Phnom Penh electronic collective Krom Monster recently released two instrumental demos as a preview for its upcoming second LP.
From the Bandcamp bio:
“Bringing together ancient Cambodian traditions and the right-here-right-now. Khmer instruments, ragged beats, digital noise and lush soundscapes.”
And from Incidental:
“A quintet combining traditional Cambodian instruments with improvisation and experimental electronics.
In May 2010, Incidental initiated a series of cultural collaborations with khmer artists and cultural organisations. During this work, David Gunn led a six week residency with young musicians from Cambodian Living Arts, exploring the ground between traditional Khmer instruments and modern electronics.
The work resulted in the formation of Krom Monster, a new experimental quintet, and the first of its kind in Cambodia – resampling traditional instruments, reworking traditional themes and blending Khmer themes with contemporary electronics, urban musics and free improvisation.
The residencies culminated with a sold-out live event at the Centre Cultural Francais Phnom Penh, and the subsequent release of Krom Monster’s debut album in 2010. To quote from the original liner notes:
“Beisach”. Or in english, something like “demon”, or “monster”. That’s what the music we were playing made our Roneat player, Nisa, think about. Cthonic gods from older times, isolated, wandering out in the forests and floodplains, sometimes crying, and sometimes laughing. I guess it takes all kinds of monsters.

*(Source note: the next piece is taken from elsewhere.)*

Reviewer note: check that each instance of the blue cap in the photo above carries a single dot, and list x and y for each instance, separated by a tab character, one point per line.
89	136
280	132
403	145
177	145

In the years since [the opening up of Cambodia in the 1990s], massive efforts have been made to conserve and recover what was left behind. Vital work to be sure, but in the rush to conserve, contemporary forms have often been lost in the shuffle. When so much is lost so brutally, it is maybe difficult to remember that culture is always losing something, always changing – that culture is perhaps best understood as a continual process of strange forgetting.
… this project is not about “authentic” Khmer music, or authentic anything, at least for me. Authenticity is a dangerous word. And particularly in a context such as this – where music industries only seem able to hear music from some parts of the world when it is seen as something rooted in place and history, as something “authentically” local. Volk Vultures, John Fahey might have called these forces, and they don’t help anything.”